June Miller Kraus, 92, died peacefully and with family nearby on July 18, 2018. To the surprise of no one, she was stubborn to the end, holding onto pieces of her legendary sense of humor even after dementia had robbed her memory. She was born February 22, 1926, in Chicago.
Her father, Max Miller, a Prohibition gangster, died when she was only two, and she and her mother Evelyn (Friedman) (Miller) Wachovsky, spent most of the next 36 years loving and protecting one another in a variety of Chicago homes and neighborhoods. She had an outstanding academic career, graduating from Jones Commercial High School as salutatorian, after receiving her only grade below A when a typing teacher punished her for biting her fingernails. In her early professional career, she became an exceptional private secretary, helping noted insurance executive W. Clement Stone in the early years of his career, staffing an office for Allen Freeman, one of the few Republican alderman in early 1950s Chicago, and working alongside Roy Grinker, famous as the last psychoanalyst to train directly under Sigmund Freud.

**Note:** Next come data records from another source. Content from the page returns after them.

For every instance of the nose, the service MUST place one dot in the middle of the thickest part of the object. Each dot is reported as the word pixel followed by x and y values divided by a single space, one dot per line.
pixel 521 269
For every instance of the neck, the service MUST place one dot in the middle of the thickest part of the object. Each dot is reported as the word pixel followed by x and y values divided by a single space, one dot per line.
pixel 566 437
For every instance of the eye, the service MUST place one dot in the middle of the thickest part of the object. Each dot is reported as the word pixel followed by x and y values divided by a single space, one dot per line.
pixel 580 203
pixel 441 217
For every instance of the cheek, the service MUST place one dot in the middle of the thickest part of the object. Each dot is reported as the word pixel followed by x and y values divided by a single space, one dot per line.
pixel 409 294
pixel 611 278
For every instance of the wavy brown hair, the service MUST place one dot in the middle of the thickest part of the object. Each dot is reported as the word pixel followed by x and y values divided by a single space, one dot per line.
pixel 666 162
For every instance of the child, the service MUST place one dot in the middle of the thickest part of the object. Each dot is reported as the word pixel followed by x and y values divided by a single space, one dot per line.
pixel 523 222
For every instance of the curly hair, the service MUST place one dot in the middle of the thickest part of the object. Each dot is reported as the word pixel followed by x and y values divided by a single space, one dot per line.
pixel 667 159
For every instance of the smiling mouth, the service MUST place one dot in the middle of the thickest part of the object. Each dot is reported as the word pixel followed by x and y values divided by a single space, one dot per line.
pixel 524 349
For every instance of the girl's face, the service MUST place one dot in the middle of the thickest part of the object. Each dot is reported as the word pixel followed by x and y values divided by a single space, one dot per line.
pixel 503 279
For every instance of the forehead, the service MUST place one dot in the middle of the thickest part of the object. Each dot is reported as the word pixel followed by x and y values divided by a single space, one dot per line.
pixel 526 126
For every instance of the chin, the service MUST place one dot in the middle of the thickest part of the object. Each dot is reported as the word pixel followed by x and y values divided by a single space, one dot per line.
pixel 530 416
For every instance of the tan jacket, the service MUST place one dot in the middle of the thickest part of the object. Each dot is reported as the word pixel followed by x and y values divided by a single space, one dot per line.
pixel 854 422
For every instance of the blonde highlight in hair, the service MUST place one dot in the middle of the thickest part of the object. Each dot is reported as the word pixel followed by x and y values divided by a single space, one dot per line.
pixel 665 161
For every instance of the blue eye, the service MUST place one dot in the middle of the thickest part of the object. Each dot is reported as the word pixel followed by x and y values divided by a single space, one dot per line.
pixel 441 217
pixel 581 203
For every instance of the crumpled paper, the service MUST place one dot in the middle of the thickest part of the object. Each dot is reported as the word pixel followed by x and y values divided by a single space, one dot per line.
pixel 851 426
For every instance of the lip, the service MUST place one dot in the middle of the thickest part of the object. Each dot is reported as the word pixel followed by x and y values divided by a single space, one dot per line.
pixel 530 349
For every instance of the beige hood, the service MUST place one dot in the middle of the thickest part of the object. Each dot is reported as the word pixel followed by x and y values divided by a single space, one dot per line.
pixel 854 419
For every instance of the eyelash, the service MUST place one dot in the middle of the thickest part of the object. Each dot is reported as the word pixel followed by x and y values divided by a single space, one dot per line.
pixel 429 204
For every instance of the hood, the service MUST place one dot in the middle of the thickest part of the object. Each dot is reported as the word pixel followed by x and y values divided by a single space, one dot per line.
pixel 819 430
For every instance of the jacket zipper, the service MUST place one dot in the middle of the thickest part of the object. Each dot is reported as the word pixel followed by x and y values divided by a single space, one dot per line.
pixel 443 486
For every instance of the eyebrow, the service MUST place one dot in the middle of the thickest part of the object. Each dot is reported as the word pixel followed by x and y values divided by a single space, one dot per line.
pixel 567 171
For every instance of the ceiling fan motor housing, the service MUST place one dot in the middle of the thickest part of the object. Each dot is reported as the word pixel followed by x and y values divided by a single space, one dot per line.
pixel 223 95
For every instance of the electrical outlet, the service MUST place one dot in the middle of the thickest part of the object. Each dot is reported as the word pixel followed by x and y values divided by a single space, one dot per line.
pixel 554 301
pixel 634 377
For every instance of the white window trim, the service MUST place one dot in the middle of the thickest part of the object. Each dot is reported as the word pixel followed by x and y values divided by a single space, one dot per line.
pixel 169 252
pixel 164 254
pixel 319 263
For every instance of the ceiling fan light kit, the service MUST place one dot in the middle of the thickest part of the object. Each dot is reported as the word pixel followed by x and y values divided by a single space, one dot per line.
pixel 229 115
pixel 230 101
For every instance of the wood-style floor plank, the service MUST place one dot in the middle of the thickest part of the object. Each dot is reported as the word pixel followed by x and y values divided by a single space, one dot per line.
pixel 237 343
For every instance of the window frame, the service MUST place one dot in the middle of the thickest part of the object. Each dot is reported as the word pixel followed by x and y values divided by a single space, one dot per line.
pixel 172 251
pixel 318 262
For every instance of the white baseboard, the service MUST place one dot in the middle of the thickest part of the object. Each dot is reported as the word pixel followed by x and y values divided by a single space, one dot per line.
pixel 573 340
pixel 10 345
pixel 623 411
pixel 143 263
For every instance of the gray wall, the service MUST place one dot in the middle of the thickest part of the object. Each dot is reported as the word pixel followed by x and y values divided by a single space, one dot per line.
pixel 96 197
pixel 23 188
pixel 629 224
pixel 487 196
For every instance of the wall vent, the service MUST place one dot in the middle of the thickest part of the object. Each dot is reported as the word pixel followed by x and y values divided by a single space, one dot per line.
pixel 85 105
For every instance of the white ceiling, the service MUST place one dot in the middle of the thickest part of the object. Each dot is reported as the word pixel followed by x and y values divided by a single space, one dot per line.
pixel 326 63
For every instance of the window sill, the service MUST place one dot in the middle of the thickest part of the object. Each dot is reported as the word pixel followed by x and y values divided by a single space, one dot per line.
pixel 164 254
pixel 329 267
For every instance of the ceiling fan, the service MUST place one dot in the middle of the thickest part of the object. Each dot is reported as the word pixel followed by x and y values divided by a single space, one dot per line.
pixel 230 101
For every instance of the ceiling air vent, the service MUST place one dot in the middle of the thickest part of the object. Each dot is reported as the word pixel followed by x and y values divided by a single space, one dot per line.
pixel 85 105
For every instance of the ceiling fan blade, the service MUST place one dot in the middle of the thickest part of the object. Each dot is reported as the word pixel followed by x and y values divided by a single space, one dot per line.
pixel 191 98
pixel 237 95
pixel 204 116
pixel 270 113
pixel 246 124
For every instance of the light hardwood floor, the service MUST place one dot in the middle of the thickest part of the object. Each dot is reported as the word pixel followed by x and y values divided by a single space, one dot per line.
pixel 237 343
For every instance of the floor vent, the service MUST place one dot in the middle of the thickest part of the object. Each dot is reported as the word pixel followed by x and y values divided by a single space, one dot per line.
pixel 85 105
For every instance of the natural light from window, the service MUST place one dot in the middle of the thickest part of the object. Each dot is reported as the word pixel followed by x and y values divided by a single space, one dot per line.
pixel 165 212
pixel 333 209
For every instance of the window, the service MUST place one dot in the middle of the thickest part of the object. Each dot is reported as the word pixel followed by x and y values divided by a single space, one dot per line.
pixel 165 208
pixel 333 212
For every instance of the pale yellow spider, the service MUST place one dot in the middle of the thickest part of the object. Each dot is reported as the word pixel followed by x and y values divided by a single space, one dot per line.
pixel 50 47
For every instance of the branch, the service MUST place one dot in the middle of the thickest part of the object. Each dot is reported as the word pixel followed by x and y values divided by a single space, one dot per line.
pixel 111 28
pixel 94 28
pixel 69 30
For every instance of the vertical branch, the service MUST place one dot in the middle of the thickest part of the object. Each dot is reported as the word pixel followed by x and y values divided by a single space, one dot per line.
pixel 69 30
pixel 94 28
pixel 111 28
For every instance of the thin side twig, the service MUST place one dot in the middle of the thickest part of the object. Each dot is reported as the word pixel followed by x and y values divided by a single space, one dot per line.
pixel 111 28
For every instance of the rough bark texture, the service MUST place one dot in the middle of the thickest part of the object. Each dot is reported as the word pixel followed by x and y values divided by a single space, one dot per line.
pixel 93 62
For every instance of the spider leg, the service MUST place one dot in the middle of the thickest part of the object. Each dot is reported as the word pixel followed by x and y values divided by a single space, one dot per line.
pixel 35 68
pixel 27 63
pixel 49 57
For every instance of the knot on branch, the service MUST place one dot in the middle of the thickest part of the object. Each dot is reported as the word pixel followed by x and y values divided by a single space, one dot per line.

In 1964, when her mother died suddenly, she received a condolence call from an old high school acquaintance, Richard “Dick” Kraus. Less than a year later, they were married and living in California while he finished his Ph.D. in English. June and Dick built a rich and happy life for themselves in Granville, Ohio, where he taught at Denison University and both of them embraced a community of students and colleagues.
She graduated from Denison herself and, after earning her masters at Ohio State, became a Licking County Schools special education teacher, pioneering instructional methods for children on the autistic spectrum. Without quite trying, she developed a reputation as a “character,” a quality she retained even after she moved to Kendal at Granville, a retirement community/nursing home where she bedeviled and amused 12-years’-worth of skilled, attentive, and loving nurses and aides. She loved leftovers, coupons, and the Chicago Cubs.
More than that she loved her cats, the house she could never keep uncluttered, and any underdog who caught her attention. Most of all, she loved her friends, children, and husband, putting all of them before herself whether that meant insisting she be the last one to sit down for dinner or listening to worries, hopes, and stories over and over again. She was a queen of the angry letter, managing to wrest refunds and apologies from corporations she felt had wronged her, but she could never be angry for long at any of the people she cared about.
She had passionate opinions about politics and religion, but she set them aside any time she found herself talking to someone who saw the world from the other direction. She had a gift for identifying a small tease and growing it into a loving and often lifelong connection. She “corrected” the accent of a native French-speaking friend, though she’d taken only a semester of the language herself.
She called a dear friend by his given name when everyone else called him Jack. When a friend casually mentioned he disliked rutabaga, she pretended to be serving a rutabaga dinner years later. And everything, from a Cubs’ loss to her missing a step when no one else was near, was (jokingly) her husband’s fault.
Her infant son Michael predeceased her. She is survived by her sons Joe and Ed, daughters-in-law Paula (Chaiken) and Amy, and grandchildren, Noah, Eli, Richie, Max, and Teddy. She is survived as well by the legions she taught, befriended, and made laugh.
There will be a memorial reception celebrating her life at Kendal at Granville, 2158 Columbus Rd. , Granville on Friday, July 20 at 2:30 P.M.. The family will sit shiva from 5-8 p.m. at 1255 Timber Grove, Shavertown, PA, Sunday July 22, and they invite all to share with them the memories she could not hold onto in her final years.
Donations can be made in her memory to Denison University’s Richard Kraus Community and Young Scholar Award Program, Mental Health America of Licking County, or any place you think would have put a smile on her face. Online condolences may be expressed at www. mcpeekhoekstra.com.